COVID-19 has already proven deadlier to Canada than other major flu pandemics of the 19th and 20th centuries, some of which killed a few thousand people apiece here.

"COVID is far more publicly recognized, largely because it is a new disease – it is a second novel coronavirus – whereas the flu in 1957-58 and the one again in 1968-69, it was identified as flu," MacDougall.

The two world wars both claimed a similar number of Canadian lives to the 1918-20 flu, with nearly 67,000 deaths attributed to the First World War and more than 45,000 to the Second World War. An estimated 10,000 British troops and 10,000 Indigenous allies were killed during the War of 1812.

Nearly 25,000 people in Canada have died from HIV/AIDS over the past four decades, according to advocacy group CATIE, and it is estimated that more than 20,000 were killed in a typhus epidemic in 1847. While Canada has not hit either of these numbers yet, another year similar to 2020 would put us past both.

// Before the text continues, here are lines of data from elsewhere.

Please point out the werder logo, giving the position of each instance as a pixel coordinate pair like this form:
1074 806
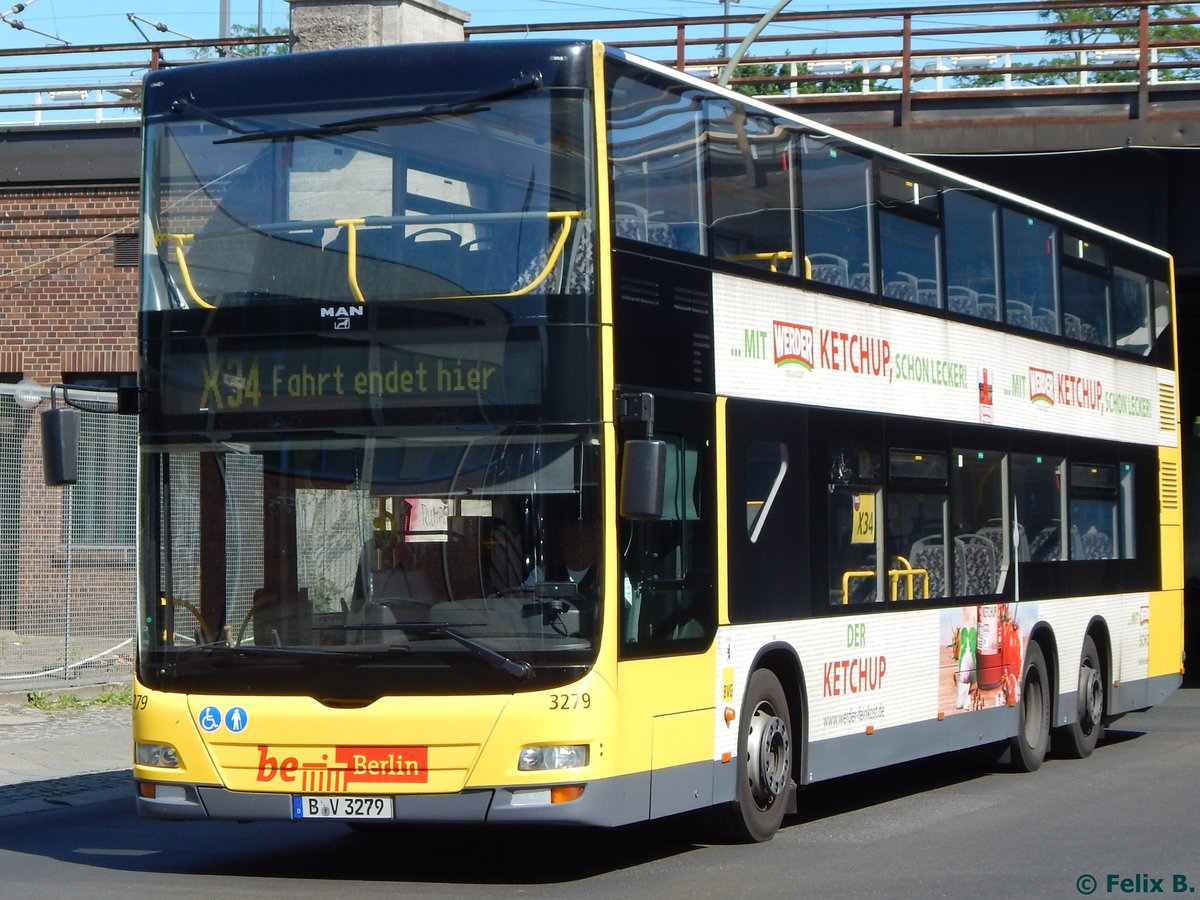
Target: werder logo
795 345
1042 385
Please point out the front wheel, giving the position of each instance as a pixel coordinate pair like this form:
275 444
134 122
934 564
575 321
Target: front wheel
1033 736
1079 738
765 761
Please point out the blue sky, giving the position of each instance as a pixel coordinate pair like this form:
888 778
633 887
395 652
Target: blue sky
106 22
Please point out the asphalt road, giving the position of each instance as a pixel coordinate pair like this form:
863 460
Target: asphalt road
1125 822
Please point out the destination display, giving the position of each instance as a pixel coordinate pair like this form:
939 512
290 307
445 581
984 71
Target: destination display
237 377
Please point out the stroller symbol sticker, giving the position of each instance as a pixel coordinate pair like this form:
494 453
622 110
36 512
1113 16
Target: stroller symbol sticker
235 719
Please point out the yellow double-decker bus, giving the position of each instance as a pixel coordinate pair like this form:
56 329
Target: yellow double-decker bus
531 433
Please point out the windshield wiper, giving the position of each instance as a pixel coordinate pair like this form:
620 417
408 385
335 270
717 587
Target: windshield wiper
521 84
517 669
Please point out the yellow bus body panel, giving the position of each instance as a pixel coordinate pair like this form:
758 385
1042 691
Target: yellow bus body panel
394 745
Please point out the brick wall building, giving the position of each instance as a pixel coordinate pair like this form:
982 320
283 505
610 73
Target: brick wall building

What seems extremely unlikely, though, is that COVID-19 will kill people here at a similar rate to the deadliest event (per capita) in Canadian history: the first contact between Indigenous Peoples and European settlers.

While data on the death toll from smallpox and other infections introduced to these populations is very difficult to come by, the First Nations Health Authority says it is estimated that Indigenous populations shrunk by between 50 and 90 per cent after European contact – and recent research suggests the true number is likely on the higher end of that range.